Norton in Hales is a village and civil parish in Shropshire, England. Prior to 1 April 2009, it was in North Shropshire district.

It lies on the A53 between the town of Market Drayton and Woore, Shropshire's most northeasterly village and parish.

Staffordshire is to the east of the parish and Cheshire to the west. Also within the parish is the village of Betton and hamlet of Ridgwardine.

The parish church is Saint Chad's, rebuilt in the 19th century. Also within the village are Norton in Hales Church of England Primary School, the Hind's Head Inn, and a large playing field.

The monument to Frances, Lady Cotton (d. 1606) in St Chad's was designed by Inigo Jones around the year 1611. Her husband Rowland Cotton, who commissioned the tomb, was associated with the court of Prince Henry, as was Jones. The tomb is the earliest known work of Inigo Jones.

Upon the village green near the church stands a rock known as The Brading Stone. It was said by local tradition anyone caught working after noon on Shrove Tuesday would be "bumped" upon the stone.
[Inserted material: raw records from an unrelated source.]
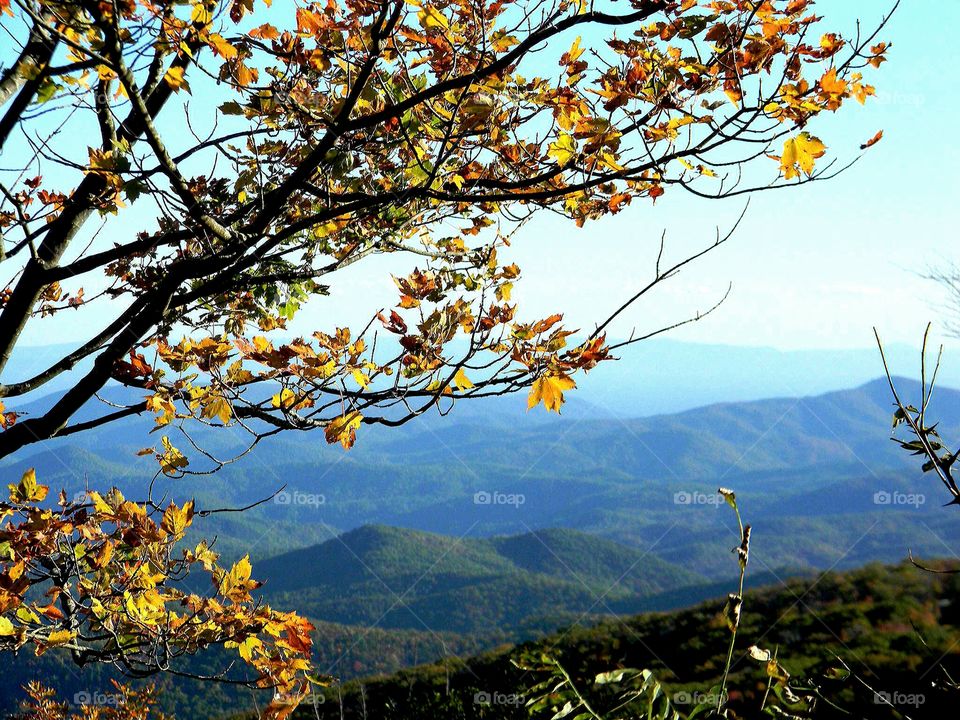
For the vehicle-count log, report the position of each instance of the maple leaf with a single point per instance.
(175, 79)
(563, 150)
(802, 150)
(832, 84)
(27, 490)
(549, 389)
(171, 459)
(461, 381)
(218, 407)
(431, 18)
(344, 429)
(221, 47)
(872, 141)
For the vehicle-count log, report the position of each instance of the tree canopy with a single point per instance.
(182, 178)
(259, 151)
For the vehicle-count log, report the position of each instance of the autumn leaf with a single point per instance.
(830, 83)
(200, 15)
(872, 141)
(344, 429)
(171, 459)
(6, 627)
(221, 47)
(27, 490)
(801, 151)
(431, 18)
(563, 150)
(176, 520)
(461, 381)
(174, 78)
(218, 407)
(549, 390)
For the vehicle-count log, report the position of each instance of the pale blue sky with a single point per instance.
(812, 267)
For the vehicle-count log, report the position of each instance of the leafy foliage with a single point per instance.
(430, 130)
(100, 577)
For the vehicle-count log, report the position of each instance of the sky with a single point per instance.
(816, 266)
(812, 267)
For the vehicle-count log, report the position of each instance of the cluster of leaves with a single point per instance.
(125, 703)
(430, 130)
(100, 576)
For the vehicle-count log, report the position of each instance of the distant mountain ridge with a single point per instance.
(498, 587)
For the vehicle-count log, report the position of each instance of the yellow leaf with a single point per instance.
(218, 407)
(176, 520)
(247, 646)
(461, 380)
(175, 79)
(344, 429)
(59, 637)
(802, 150)
(564, 149)
(285, 398)
(222, 48)
(548, 389)
(200, 15)
(430, 17)
(172, 459)
(27, 490)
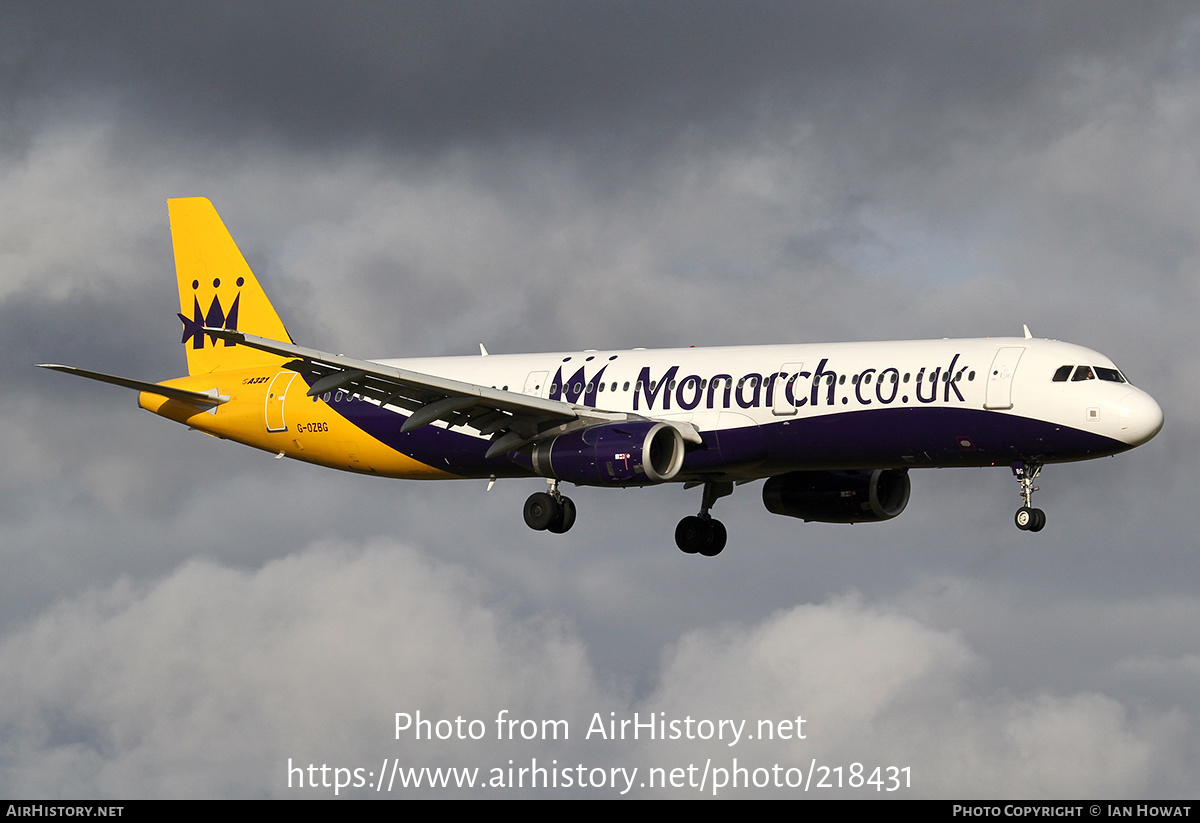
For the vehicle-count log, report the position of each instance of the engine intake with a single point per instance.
(628, 454)
(839, 497)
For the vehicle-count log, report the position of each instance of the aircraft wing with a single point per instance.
(511, 419)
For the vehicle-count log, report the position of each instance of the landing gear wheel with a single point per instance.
(1039, 521)
(701, 535)
(717, 541)
(540, 511)
(1030, 520)
(691, 534)
(565, 518)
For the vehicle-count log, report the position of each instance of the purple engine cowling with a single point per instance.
(839, 497)
(627, 454)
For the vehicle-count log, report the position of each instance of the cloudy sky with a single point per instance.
(181, 617)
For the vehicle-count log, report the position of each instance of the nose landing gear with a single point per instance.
(550, 511)
(700, 534)
(1027, 517)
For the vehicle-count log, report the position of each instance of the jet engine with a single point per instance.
(627, 454)
(839, 497)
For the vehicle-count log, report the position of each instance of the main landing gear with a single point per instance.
(550, 511)
(1027, 517)
(700, 534)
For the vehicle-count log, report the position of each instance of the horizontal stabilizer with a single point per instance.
(195, 397)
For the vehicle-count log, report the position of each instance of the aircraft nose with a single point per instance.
(1141, 418)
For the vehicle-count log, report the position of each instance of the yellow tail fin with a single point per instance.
(217, 289)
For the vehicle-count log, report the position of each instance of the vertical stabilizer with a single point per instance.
(217, 289)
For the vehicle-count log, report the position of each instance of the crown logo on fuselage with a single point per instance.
(215, 318)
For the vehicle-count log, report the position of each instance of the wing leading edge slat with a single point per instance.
(511, 419)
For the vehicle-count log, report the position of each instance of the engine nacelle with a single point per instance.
(627, 454)
(839, 497)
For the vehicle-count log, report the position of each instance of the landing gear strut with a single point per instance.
(700, 534)
(550, 511)
(1027, 517)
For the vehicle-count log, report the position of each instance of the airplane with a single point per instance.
(832, 427)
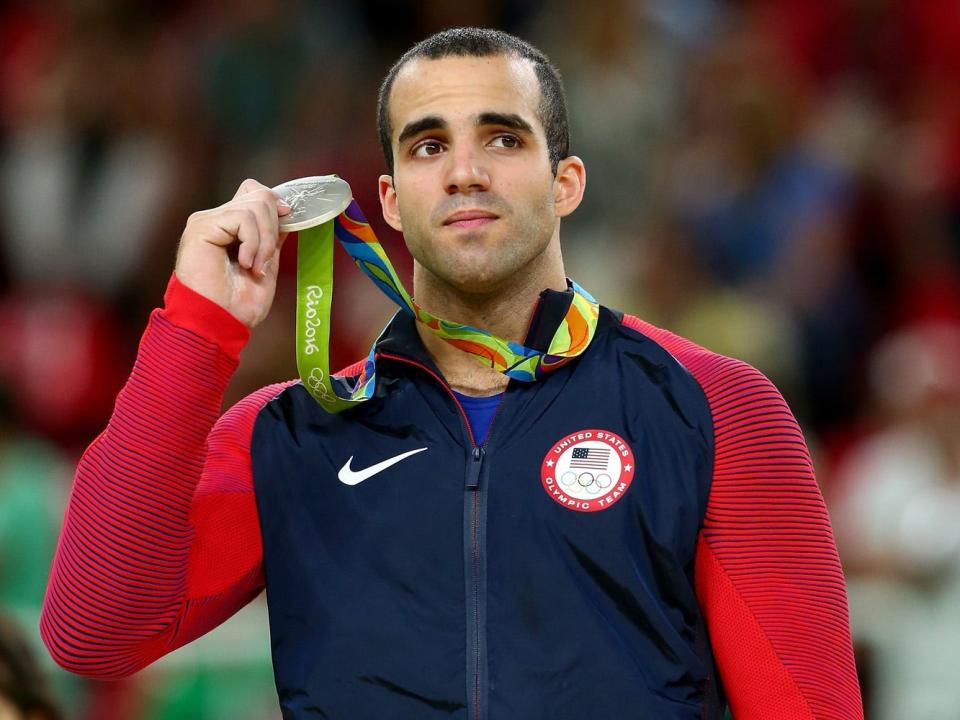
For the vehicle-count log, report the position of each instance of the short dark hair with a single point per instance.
(484, 42)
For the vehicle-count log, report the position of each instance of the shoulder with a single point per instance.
(726, 382)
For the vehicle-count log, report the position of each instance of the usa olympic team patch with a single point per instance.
(588, 470)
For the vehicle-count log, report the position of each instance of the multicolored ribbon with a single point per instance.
(315, 293)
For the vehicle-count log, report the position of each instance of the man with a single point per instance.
(635, 534)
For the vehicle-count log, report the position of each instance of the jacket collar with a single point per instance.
(400, 337)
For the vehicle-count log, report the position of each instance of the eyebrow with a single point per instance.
(435, 122)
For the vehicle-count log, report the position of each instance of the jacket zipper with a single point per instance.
(474, 541)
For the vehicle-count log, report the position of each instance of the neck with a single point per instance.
(505, 311)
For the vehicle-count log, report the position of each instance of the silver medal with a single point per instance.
(313, 201)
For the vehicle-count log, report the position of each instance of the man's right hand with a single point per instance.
(230, 254)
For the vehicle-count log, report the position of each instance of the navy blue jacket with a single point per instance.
(452, 584)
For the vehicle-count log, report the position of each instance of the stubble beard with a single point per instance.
(482, 262)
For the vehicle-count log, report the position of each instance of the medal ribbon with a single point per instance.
(315, 294)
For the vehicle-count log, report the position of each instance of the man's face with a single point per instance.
(472, 189)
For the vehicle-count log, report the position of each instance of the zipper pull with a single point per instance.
(473, 470)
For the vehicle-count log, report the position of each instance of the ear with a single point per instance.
(388, 203)
(568, 185)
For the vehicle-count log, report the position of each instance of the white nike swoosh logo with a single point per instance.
(355, 477)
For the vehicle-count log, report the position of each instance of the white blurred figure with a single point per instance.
(898, 526)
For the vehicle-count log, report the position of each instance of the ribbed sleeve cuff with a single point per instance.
(192, 311)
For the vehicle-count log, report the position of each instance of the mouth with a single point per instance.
(466, 219)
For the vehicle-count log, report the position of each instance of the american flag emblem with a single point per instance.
(590, 458)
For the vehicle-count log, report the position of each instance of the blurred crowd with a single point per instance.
(778, 180)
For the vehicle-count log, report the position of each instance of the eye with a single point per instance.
(426, 148)
(506, 141)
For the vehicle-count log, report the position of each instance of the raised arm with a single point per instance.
(160, 540)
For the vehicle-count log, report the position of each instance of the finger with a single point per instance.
(268, 222)
(241, 223)
(248, 186)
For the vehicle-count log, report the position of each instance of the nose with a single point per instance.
(466, 170)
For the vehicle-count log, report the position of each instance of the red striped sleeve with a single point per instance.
(145, 562)
(767, 571)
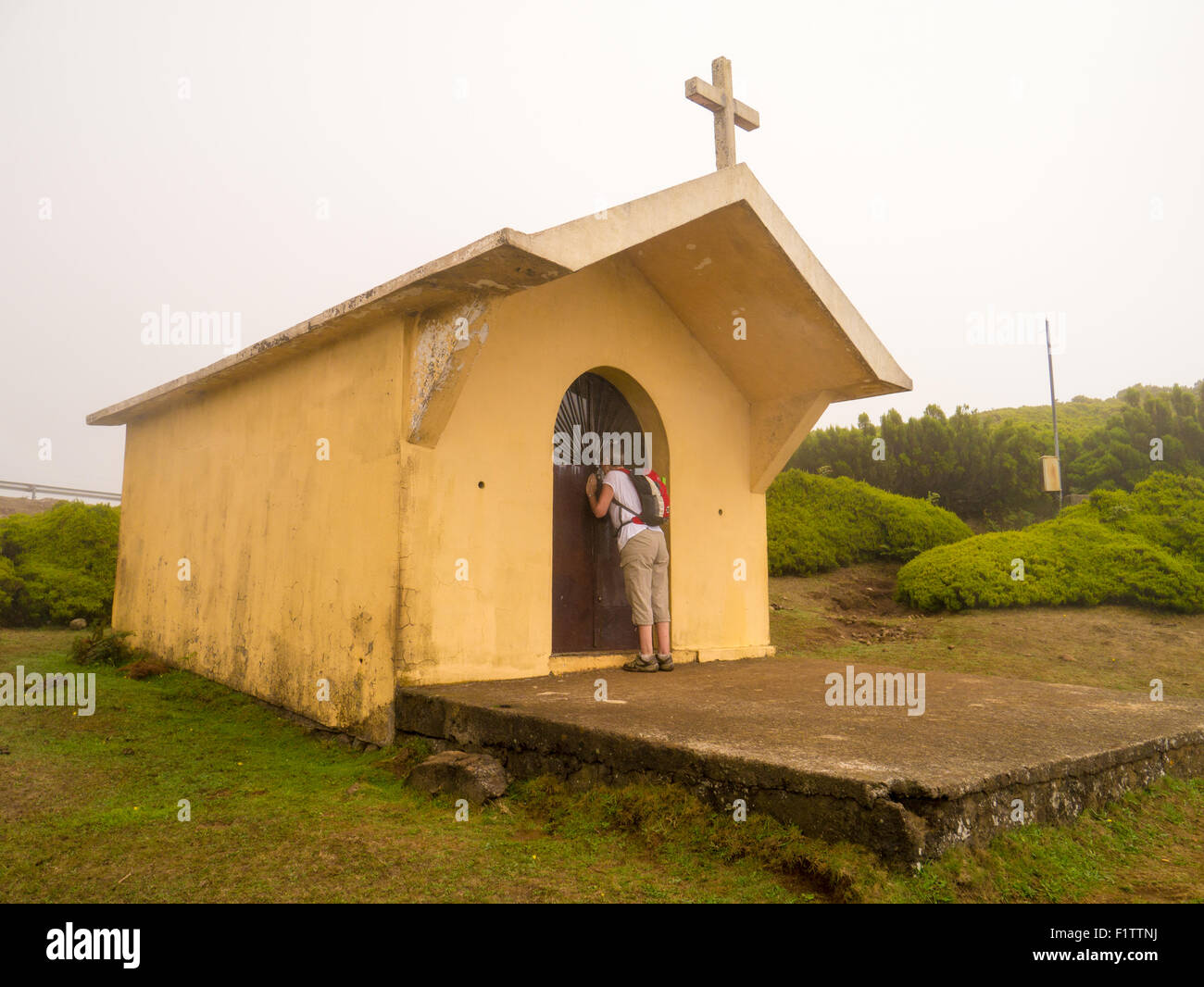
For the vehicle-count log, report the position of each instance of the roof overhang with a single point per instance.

Tunstall Hall is a Grade II* listed building, built in about 1732, formerly a girls' school, and now a residential home offering specialist care in dementia.

The engineer Samuel Owen, who later emigrated to Sweden where he became an industrialist, was born at Norton in 1774.

The village had a railway station operating from 1870 to 1956 on a defunct line to Market Drayton of the North Staffordshire Railway.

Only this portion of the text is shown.